I’m struggling to implement the following CUDA kernel:
using CUDA
using LinearAlgebra
function kernel!(A, B, C)
X = CUDA.size(A)[3]
Y = CUDA.size(B)[3]
for j in 1:X
for i in 1:Y
@inbounds C[:,:,j] += B[:,:,i] * A[:,:,j]

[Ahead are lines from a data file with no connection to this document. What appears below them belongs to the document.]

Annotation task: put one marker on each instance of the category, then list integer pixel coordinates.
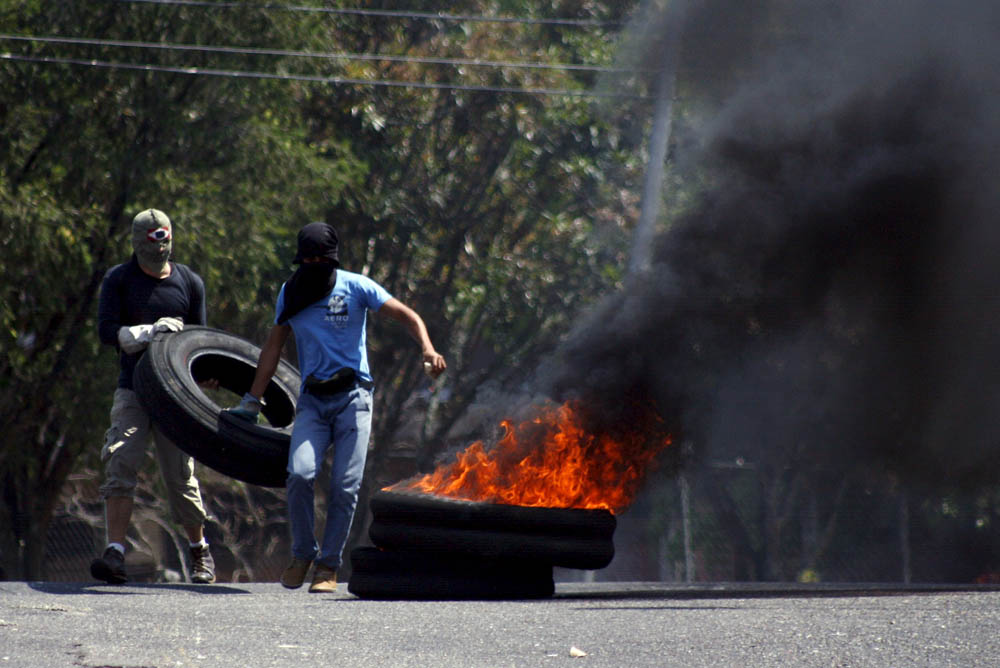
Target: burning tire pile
(435, 547)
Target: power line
(337, 81)
(454, 62)
(384, 13)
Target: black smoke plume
(835, 291)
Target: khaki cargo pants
(126, 447)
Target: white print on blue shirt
(336, 311)
(330, 333)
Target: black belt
(344, 380)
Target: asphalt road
(585, 625)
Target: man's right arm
(109, 308)
(267, 363)
(270, 356)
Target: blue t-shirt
(330, 333)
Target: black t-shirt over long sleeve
(129, 296)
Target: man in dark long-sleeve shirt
(139, 298)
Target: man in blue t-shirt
(146, 295)
(326, 308)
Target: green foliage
(496, 215)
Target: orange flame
(548, 461)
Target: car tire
(567, 537)
(400, 574)
(166, 380)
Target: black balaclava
(311, 281)
(152, 239)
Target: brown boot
(295, 574)
(324, 580)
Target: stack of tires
(434, 547)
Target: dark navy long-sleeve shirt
(129, 296)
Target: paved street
(585, 625)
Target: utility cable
(254, 51)
(337, 81)
(384, 13)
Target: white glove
(168, 325)
(134, 339)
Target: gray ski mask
(151, 239)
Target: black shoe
(110, 567)
(202, 565)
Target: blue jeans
(344, 421)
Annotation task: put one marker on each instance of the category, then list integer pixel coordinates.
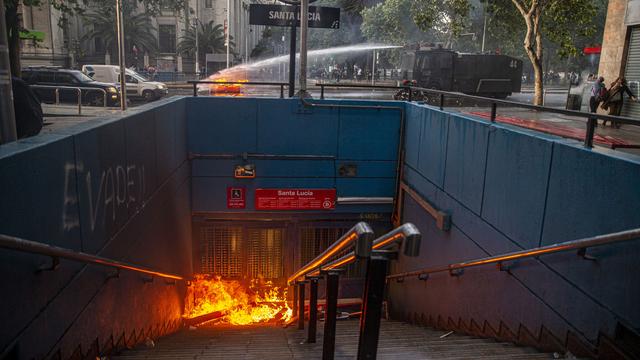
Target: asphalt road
(545, 122)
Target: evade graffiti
(113, 188)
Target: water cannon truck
(489, 75)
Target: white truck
(137, 85)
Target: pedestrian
(598, 94)
(615, 98)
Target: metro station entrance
(245, 250)
(240, 251)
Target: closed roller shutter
(632, 74)
(221, 252)
(264, 255)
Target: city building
(45, 42)
(621, 48)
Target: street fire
(230, 302)
(226, 89)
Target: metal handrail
(361, 236)
(581, 245)
(408, 233)
(78, 92)
(196, 82)
(356, 86)
(33, 247)
(591, 117)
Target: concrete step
(397, 341)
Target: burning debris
(230, 302)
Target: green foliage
(210, 40)
(387, 22)
(138, 28)
(566, 25)
(445, 16)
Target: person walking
(598, 94)
(615, 100)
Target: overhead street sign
(286, 15)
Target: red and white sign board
(295, 199)
(236, 197)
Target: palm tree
(210, 40)
(138, 30)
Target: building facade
(66, 47)
(621, 49)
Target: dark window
(222, 249)
(316, 240)
(65, 78)
(167, 38)
(99, 45)
(264, 253)
(45, 77)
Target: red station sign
(295, 199)
(236, 198)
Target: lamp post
(227, 30)
(197, 45)
(120, 33)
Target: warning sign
(236, 198)
(295, 199)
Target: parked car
(137, 85)
(45, 80)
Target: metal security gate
(632, 74)
(241, 251)
(221, 251)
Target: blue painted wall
(365, 138)
(509, 189)
(116, 187)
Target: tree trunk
(13, 36)
(538, 98)
(533, 43)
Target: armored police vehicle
(477, 74)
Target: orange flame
(225, 89)
(261, 302)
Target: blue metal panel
(414, 121)
(466, 160)
(210, 194)
(370, 169)
(38, 191)
(516, 184)
(369, 134)
(107, 183)
(592, 194)
(534, 287)
(181, 125)
(166, 139)
(366, 187)
(286, 128)
(219, 125)
(141, 156)
(433, 146)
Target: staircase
(398, 340)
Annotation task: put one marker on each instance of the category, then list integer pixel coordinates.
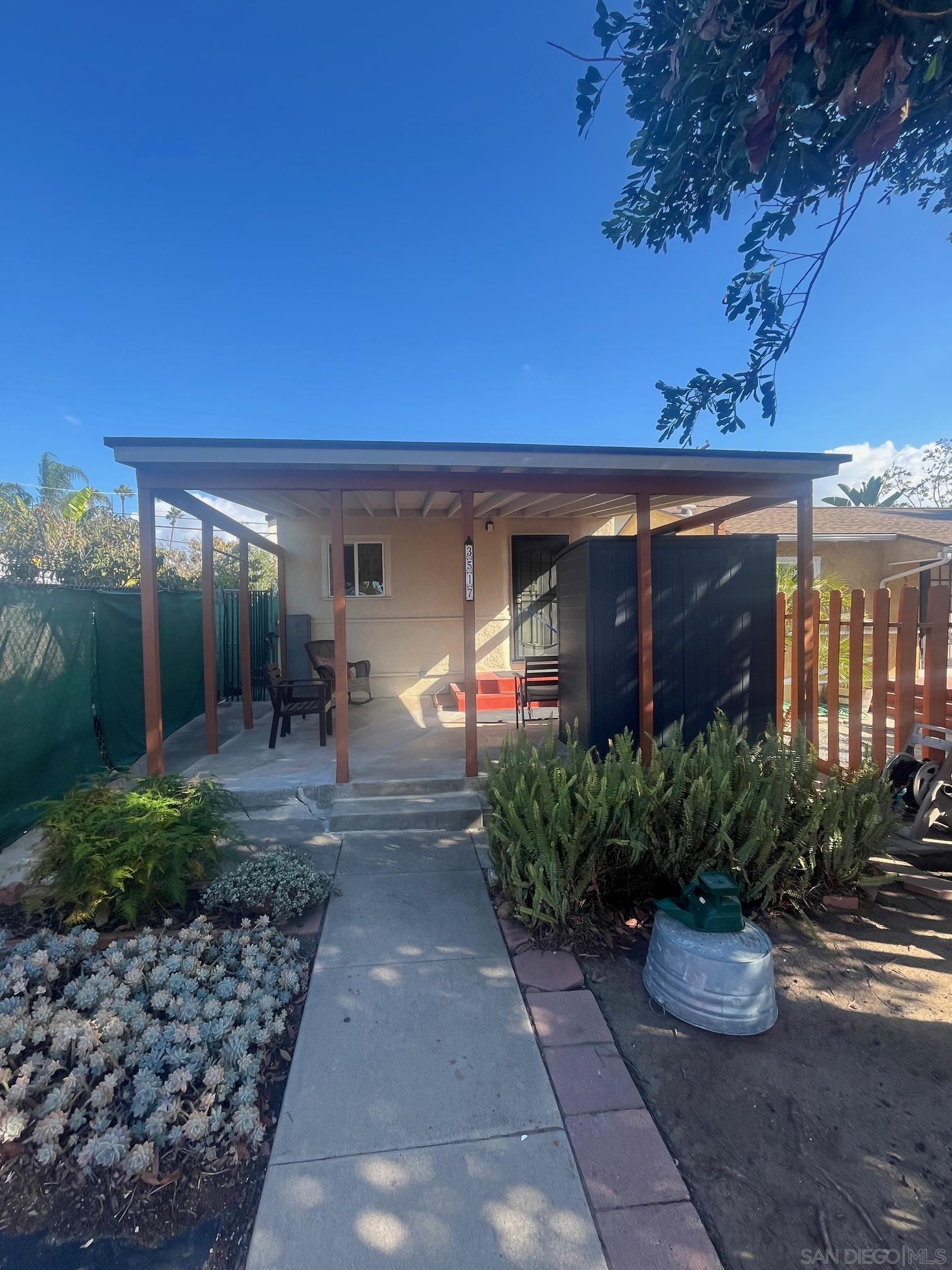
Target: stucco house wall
(413, 634)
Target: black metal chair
(322, 656)
(296, 699)
(537, 685)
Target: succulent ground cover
(281, 883)
(133, 1076)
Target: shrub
(574, 836)
(764, 813)
(563, 827)
(126, 854)
(146, 1055)
(281, 883)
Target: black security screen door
(535, 610)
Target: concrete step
(326, 796)
(453, 811)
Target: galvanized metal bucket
(723, 983)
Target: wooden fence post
(936, 660)
(907, 644)
(833, 644)
(881, 670)
(857, 651)
(781, 660)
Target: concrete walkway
(419, 1128)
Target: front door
(535, 607)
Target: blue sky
(301, 220)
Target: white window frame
(352, 542)
(792, 561)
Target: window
(363, 569)
(792, 563)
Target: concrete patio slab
(568, 1019)
(508, 1203)
(390, 738)
(623, 1160)
(591, 1078)
(407, 1056)
(660, 1236)
(383, 918)
(409, 851)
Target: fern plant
(121, 855)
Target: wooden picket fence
(878, 668)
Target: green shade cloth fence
(71, 671)
(47, 738)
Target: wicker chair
(322, 656)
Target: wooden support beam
(210, 667)
(283, 617)
(647, 657)
(203, 512)
(151, 672)
(496, 502)
(803, 629)
(854, 686)
(472, 760)
(211, 477)
(337, 568)
(246, 637)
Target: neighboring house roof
(926, 523)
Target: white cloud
(868, 461)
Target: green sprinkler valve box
(708, 903)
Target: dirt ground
(832, 1132)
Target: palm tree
(173, 516)
(870, 495)
(123, 492)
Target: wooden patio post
(283, 617)
(151, 673)
(647, 657)
(210, 670)
(337, 568)
(805, 711)
(246, 637)
(472, 758)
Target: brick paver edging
(639, 1201)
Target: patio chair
(537, 685)
(322, 655)
(296, 699)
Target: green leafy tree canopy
(871, 493)
(787, 108)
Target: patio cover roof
(408, 478)
(467, 479)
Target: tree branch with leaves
(790, 110)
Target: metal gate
(264, 622)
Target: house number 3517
(470, 581)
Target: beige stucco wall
(413, 636)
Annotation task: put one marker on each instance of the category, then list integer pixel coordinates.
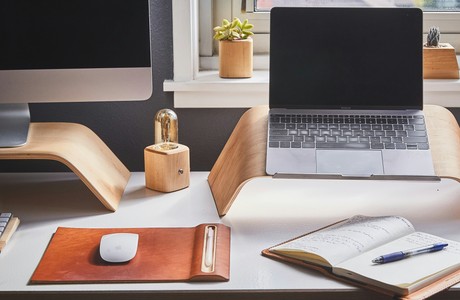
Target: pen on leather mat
(209, 247)
(407, 253)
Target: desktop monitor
(70, 51)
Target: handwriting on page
(354, 236)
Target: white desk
(289, 208)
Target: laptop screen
(346, 58)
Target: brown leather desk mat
(164, 254)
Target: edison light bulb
(166, 130)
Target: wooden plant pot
(440, 62)
(235, 58)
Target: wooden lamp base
(167, 171)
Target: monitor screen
(74, 50)
(70, 51)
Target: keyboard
(348, 131)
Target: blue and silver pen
(407, 253)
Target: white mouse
(118, 247)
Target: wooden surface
(440, 62)
(235, 58)
(243, 156)
(82, 151)
(167, 171)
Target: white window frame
(196, 83)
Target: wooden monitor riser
(243, 156)
(82, 151)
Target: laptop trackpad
(349, 162)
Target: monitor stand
(74, 145)
(14, 124)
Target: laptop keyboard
(347, 132)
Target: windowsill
(208, 90)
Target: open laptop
(346, 93)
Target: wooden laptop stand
(82, 151)
(243, 156)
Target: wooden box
(167, 171)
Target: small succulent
(235, 30)
(432, 40)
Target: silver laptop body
(346, 93)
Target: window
(197, 84)
(442, 13)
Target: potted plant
(235, 48)
(439, 60)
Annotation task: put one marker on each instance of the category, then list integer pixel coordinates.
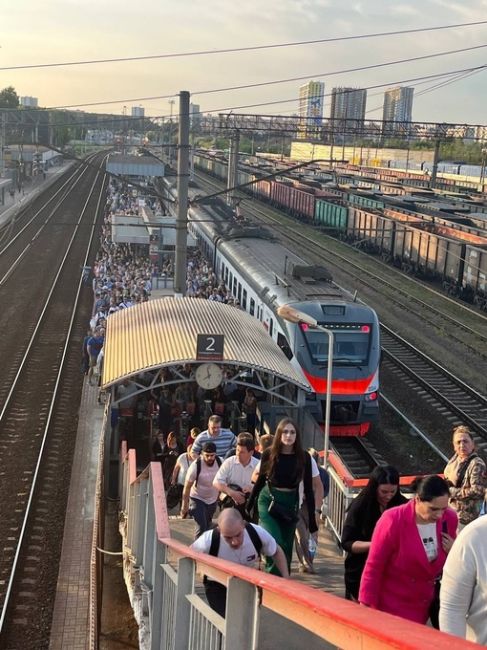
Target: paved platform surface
(276, 632)
(69, 628)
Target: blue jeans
(202, 513)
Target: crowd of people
(403, 555)
(397, 548)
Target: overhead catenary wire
(124, 119)
(251, 48)
(275, 82)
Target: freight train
(263, 275)
(423, 245)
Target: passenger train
(263, 275)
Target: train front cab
(356, 358)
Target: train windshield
(350, 346)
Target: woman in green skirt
(277, 477)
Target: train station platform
(158, 572)
(70, 624)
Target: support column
(434, 171)
(242, 616)
(183, 182)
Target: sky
(58, 31)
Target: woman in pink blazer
(408, 550)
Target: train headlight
(372, 388)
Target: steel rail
(47, 424)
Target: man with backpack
(199, 495)
(240, 542)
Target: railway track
(40, 395)
(444, 390)
(467, 326)
(425, 379)
(357, 454)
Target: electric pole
(182, 185)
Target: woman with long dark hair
(409, 547)
(277, 477)
(466, 477)
(380, 493)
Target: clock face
(208, 376)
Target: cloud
(405, 10)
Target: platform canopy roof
(134, 165)
(164, 332)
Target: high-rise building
(348, 104)
(29, 102)
(311, 105)
(398, 105)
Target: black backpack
(253, 534)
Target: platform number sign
(209, 347)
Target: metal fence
(161, 575)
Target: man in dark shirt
(94, 345)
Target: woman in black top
(380, 493)
(277, 477)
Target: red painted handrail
(335, 619)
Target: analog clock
(208, 376)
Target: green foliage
(9, 98)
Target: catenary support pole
(183, 181)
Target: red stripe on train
(339, 386)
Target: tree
(9, 98)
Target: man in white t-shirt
(234, 478)
(238, 542)
(199, 495)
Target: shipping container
(331, 215)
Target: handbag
(173, 496)
(281, 513)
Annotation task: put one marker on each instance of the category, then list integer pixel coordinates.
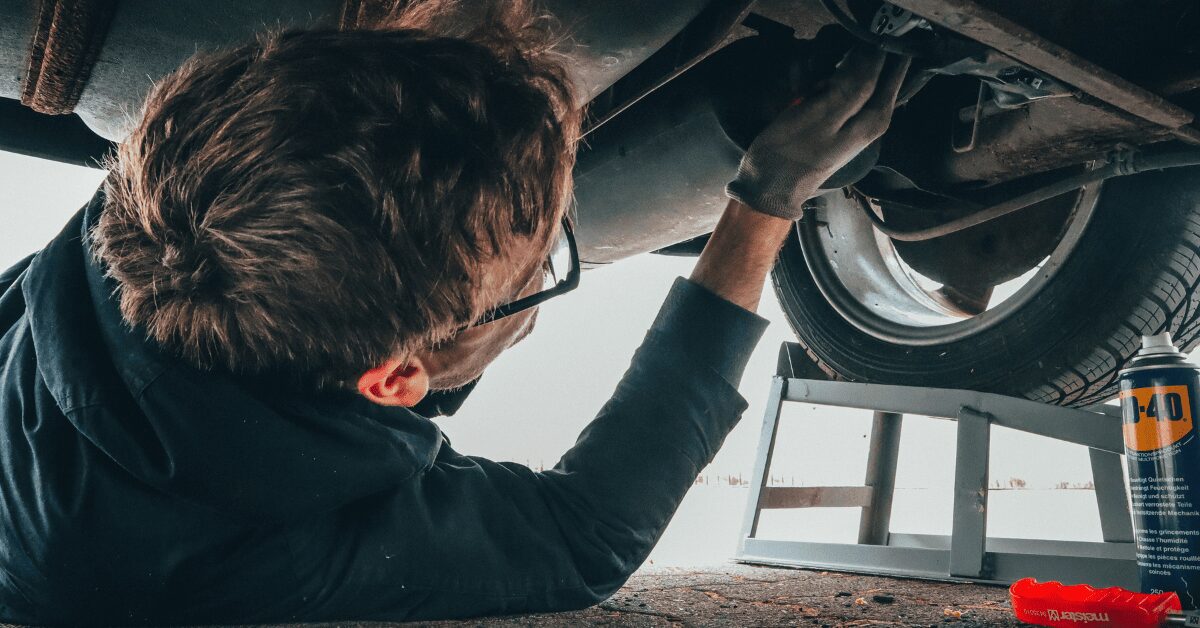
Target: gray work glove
(811, 139)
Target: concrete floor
(759, 597)
(742, 596)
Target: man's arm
(472, 537)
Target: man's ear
(396, 382)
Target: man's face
(465, 358)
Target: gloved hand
(811, 139)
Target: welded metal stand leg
(1110, 496)
(970, 531)
(881, 476)
(766, 449)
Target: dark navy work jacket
(135, 489)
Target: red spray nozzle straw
(1080, 605)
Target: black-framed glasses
(561, 274)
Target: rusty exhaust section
(975, 22)
(66, 42)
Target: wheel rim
(862, 276)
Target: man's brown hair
(316, 202)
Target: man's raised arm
(471, 537)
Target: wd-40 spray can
(1158, 396)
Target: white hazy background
(535, 399)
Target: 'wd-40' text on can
(1158, 396)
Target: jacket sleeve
(9, 276)
(473, 537)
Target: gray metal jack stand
(967, 552)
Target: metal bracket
(967, 552)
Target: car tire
(1133, 271)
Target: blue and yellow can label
(1156, 416)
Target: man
(208, 376)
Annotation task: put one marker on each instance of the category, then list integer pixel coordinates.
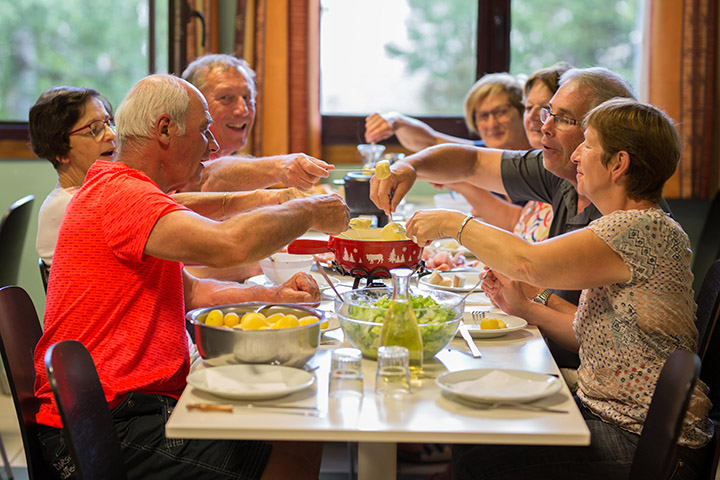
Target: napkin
(501, 384)
(259, 382)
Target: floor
(10, 435)
(335, 465)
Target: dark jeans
(140, 422)
(609, 456)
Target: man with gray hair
(546, 175)
(228, 84)
(119, 286)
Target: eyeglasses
(499, 113)
(561, 121)
(97, 128)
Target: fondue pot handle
(309, 247)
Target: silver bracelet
(543, 296)
(462, 225)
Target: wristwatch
(542, 297)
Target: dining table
(428, 414)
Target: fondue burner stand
(370, 276)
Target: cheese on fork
(435, 278)
(382, 169)
(360, 223)
(393, 231)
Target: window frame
(493, 32)
(18, 131)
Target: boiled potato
(288, 321)
(492, 324)
(253, 321)
(231, 319)
(214, 318)
(382, 169)
(274, 318)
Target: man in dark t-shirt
(546, 175)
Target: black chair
(13, 229)
(19, 333)
(655, 453)
(708, 246)
(44, 272)
(87, 422)
(708, 302)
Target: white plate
(498, 385)
(513, 323)
(471, 279)
(250, 382)
(449, 245)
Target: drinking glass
(393, 371)
(345, 389)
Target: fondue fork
(327, 279)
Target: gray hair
(198, 70)
(151, 97)
(603, 83)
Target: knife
(469, 340)
(228, 408)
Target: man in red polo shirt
(118, 286)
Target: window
(102, 44)
(420, 57)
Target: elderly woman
(54, 136)
(493, 111)
(637, 304)
(71, 127)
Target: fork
(522, 406)
(477, 316)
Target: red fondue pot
(374, 257)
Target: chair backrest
(19, 333)
(708, 245)
(44, 272)
(88, 425)
(708, 301)
(655, 453)
(13, 228)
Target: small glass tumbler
(346, 372)
(393, 372)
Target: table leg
(377, 461)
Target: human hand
(505, 293)
(401, 179)
(301, 288)
(428, 225)
(302, 171)
(378, 127)
(331, 214)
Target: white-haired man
(546, 175)
(119, 287)
(228, 84)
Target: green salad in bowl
(362, 313)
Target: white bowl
(280, 267)
(446, 201)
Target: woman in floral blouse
(637, 305)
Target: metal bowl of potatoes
(285, 344)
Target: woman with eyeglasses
(71, 127)
(637, 304)
(493, 111)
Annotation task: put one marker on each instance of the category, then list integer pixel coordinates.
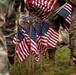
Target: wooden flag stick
(41, 61)
(17, 22)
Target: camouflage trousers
(4, 64)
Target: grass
(62, 66)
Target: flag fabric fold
(22, 49)
(40, 8)
(65, 15)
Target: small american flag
(22, 49)
(46, 36)
(65, 15)
(40, 8)
(32, 43)
(52, 36)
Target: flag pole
(41, 59)
(17, 22)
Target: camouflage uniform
(55, 22)
(9, 28)
(4, 68)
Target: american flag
(65, 15)
(46, 36)
(32, 43)
(41, 8)
(20, 42)
(52, 36)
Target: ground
(61, 67)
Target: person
(4, 63)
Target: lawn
(61, 67)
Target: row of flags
(40, 8)
(35, 40)
(65, 15)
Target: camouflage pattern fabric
(4, 68)
(9, 28)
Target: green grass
(61, 68)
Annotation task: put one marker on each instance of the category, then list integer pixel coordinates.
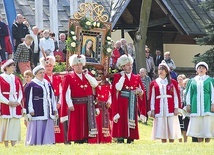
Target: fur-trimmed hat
(201, 64)
(37, 68)
(163, 63)
(49, 60)
(75, 59)
(123, 60)
(6, 63)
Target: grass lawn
(143, 146)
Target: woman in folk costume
(103, 102)
(56, 81)
(164, 101)
(127, 91)
(77, 101)
(200, 104)
(11, 95)
(41, 109)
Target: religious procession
(105, 88)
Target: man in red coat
(77, 101)
(56, 81)
(127, 92)
(11, 95)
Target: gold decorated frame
(95, 12)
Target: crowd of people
(82, 109)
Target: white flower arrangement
(72, 42)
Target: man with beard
(127, 93)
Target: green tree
(208, 39)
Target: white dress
(164, 126)
(201, 125)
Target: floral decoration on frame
(72, 42)
(107, 47)
(87, 23)
(92, 70)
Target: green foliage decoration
(72, 42)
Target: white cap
(37, 68)
(163, 63)
(5, 63)
(76, 59)
(123, 60)
(201, 64)
(49, 60)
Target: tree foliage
(208, 39)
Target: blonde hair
(28, 73)
(182, 76)
(28, 37)
(167, 53)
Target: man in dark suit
(19, 31)
(35, 45)
(3, 34)
(158, 58)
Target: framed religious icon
(90, 35)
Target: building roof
(185, 17)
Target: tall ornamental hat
(76, 59)
(48, 60)
(6, 63)
(123, 60)
(37, 68)
(163, 63)
(202, 64)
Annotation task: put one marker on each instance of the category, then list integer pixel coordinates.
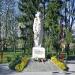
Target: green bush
(8, 59)
(19, 63)
(14, 63)
(20, 66)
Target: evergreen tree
(52, 27)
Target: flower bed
(58, 63)
(19, 63)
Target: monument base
(38, 52)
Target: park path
(35, 68)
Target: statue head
(38, 14)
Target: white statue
(38, 29)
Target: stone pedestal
(38, 52)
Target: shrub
(24, 61)
(14, 63)
(8, 59)
(60, 64)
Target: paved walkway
(35, 68)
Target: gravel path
(35, 68)
(41, 67)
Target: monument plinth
(37, 50)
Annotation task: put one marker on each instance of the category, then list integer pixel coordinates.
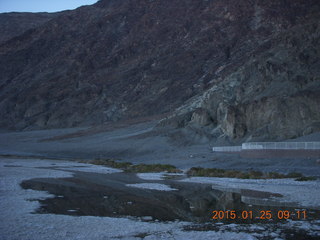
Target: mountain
(236, 69)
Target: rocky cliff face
(241, 69)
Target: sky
(41, 5)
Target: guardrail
(227, 149)
(281, 145)
(269, 145)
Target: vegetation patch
(222, 173)
(141, 168)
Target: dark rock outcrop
(248, 68)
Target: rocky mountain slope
(238, 69)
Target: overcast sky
(41, 5)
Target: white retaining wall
(282, 145)
(270, 145)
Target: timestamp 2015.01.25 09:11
(263, 214)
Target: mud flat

function benchmark_gpu(A, B, C)
CUDA.@sync begin
@cuda threads=256 kernel!(A, B, C)
return nothing
A = CUDA.rand(ComplexF64,4,4,1000)
B = CUDA.rand(ComplexF64,4,4,10)
C = CUDA.zeros(ComplexF64,4,4,1000)
benchmark_gpu(A, B, C)
When I run it as a script, it throws the following error:
ERROR: LoadError: InvalidIRError: compiling kernel #kernel!(CuDeviceArray{ComplexF64, 3, 1}, CuDeviceArray{ComplexF64, 3, 1}, CuDeviceArray{ComplexF64, 3, 1}) resulted in invalid LLVM IR
Reason: unsupported call through a literal pointer (call to ijl_rethrow)
[1] rethrow
@ ./error.jl:61
[2] task_local_storage
@ ./task.jl:294
[3] allowscalar
@ ~/.julia/packages/GPUArraysCore/B3xv7/src/GPUArraysCore.jl:58
[4] kernel!
@ ~/cuda_tests/discourse.jl:7
At first I thought that the error was cause by broadcasting during the matrix multiplication step. However, I can do the operation C[:,:,j] += B[:,:,i] * A[:,:,j]
when I’m inside a Julia REPL session.
How’s that possible?
I’m aware that scalar indexing is not the best practice when it comes to maximize performance on the GPU, but I would like to understand why the code is failing anyway.